Reputation: 3
I am trying to scrape the info below from some web page. This is the full code:
<tr class="owner">
<td id="P184" class="ownerP" colspan="4">
<ul>
<li><span class="detailType">name:</span><span class="detail">merry/span></li>
<li><a title="sendmessage" class="sendMessageLink" onclick="return openSendMessage('/sendMessage.php',20205" href="" tabindex="0"><span></span>sendmessage</a> <span class="remark_soft">(by pm system)</span></li>
<li><span class="detailType">phone 1</span><a class="detail" href="tel:0387362531">0387362531</a></li>
<li><span class="detailType"></span></li>
</ul>
</td>
</tr>
I want to only get this info (the phone number):
<a class="detail" href="tel:0387362531">0387362531</a>
Here is my code, but it doesn't work:
for details in soup.find_all(attrs= {"class": "detail"}):
re_res = re.search(r"tel:\('.*?',(\d+)\)", details['href'])
print(re_res)
Upvotes: 0
Views: 58
Reputation: 5274
You are pretty close, here you go:
import re
from bs4 import BeautifulSoup
html_doc = """
<tr class="owner"><td id="P184" class="ownerP" colspan="4"><ul>
<li><span class="detailType">name:</span><span class="detail">merry/span></li>
<li><a title="sendmessage" class="sendMessageLink" onclick="return openSendMessage('/sendMessage.php',20205" href="" tabindex="0"><span></span>sendmessage</a> <span class="remark_soft">(by pm system)</span></li><li><span class="detailType">phone 1</span><a class="detail" href="tel:0387362531">0387362531</a></li><li><span class="detailType"></span></li>
</ul></td></tr>
"""
soup = BeautifulSoup(html_doc, 'html.parser')

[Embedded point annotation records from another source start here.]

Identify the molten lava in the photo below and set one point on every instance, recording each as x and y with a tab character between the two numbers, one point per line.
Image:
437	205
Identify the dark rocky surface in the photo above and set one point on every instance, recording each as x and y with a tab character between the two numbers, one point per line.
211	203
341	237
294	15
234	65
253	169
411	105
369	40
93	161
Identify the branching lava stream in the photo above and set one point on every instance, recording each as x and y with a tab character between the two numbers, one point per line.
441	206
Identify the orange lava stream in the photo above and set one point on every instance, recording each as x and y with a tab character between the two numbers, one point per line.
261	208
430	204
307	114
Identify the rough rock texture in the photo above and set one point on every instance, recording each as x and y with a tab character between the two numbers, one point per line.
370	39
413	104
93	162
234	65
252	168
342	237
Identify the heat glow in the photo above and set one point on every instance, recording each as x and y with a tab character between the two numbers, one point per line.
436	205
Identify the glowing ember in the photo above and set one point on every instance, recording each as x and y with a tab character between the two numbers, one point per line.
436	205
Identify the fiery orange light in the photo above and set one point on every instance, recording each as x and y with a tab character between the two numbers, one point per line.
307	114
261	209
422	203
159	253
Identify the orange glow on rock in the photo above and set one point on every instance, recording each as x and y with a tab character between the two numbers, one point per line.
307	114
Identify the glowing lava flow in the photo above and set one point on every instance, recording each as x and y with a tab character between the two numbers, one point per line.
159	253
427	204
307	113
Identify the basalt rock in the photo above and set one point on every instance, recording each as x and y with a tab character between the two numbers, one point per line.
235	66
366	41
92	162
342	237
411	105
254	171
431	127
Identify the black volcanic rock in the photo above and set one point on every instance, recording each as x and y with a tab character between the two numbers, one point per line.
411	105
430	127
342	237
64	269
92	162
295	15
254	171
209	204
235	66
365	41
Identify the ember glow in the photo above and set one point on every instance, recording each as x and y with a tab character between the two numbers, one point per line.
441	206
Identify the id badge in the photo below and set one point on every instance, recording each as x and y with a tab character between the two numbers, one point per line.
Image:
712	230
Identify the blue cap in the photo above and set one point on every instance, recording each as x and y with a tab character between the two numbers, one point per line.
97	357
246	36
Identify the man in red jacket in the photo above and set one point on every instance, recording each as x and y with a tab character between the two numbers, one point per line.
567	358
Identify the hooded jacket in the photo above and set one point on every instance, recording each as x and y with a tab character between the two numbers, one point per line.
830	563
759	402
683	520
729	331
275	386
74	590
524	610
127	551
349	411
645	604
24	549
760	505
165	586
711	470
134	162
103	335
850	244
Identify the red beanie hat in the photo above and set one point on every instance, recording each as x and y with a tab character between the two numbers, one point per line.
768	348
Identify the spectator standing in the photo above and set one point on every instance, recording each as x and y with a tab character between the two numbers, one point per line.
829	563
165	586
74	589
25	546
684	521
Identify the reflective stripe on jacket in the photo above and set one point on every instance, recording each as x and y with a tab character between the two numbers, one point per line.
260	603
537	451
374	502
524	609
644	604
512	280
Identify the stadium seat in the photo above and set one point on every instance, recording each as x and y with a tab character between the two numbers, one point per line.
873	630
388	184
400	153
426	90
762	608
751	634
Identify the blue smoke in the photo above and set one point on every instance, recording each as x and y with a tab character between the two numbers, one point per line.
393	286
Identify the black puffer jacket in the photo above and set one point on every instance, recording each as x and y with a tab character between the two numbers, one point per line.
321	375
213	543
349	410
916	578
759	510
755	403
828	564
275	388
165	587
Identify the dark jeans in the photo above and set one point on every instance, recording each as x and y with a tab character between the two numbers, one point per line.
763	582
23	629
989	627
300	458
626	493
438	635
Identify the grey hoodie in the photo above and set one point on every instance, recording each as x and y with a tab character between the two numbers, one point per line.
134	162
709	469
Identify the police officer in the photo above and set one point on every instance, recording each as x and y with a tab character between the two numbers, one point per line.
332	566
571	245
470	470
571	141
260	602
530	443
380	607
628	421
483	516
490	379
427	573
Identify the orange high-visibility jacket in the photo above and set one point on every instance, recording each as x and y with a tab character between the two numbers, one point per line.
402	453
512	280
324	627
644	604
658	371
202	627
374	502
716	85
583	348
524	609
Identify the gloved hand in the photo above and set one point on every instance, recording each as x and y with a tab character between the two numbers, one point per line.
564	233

for details in soup.find_all(attrs= {"class": "detail"}):
if "href" in details.attrs and re.search("^tel:", details.attrs["href"]):
print(details.text)
Output:
0387362531
I'm simply looking through the details list you've made and if I find one that has and href
and that href
starts with tel:
then print that value out.
Upvotes: 1
Reputation: 22440
You can get the same result without using regex. In that case, try the below approach:
from bs4 import BeautifulSoup
html_doc = """
<tr class="owner"><td id="P184" class="ownerP" colspan="4"><ul>
<li><span class="detailType">name:</span><span class="detail">merry/span></li>
<li><a title="sendmessage" class="sendMessageLink" onclick="return openSendMessage('/sendMessage.php',20205" href="" tabindex="0"><span></span>sendmessage</a> <span class="remark_soft">(by pm system)</span></li><li><span class="detailType">phone 1</span><a class="detail" href="tel:0387362531">0387362531</a></li><li><span class="detailType"></span></li>
</ul></td></tr>
"""
Using .select()
:
soup = BeautifulSoup(html_doc, 'html.parser')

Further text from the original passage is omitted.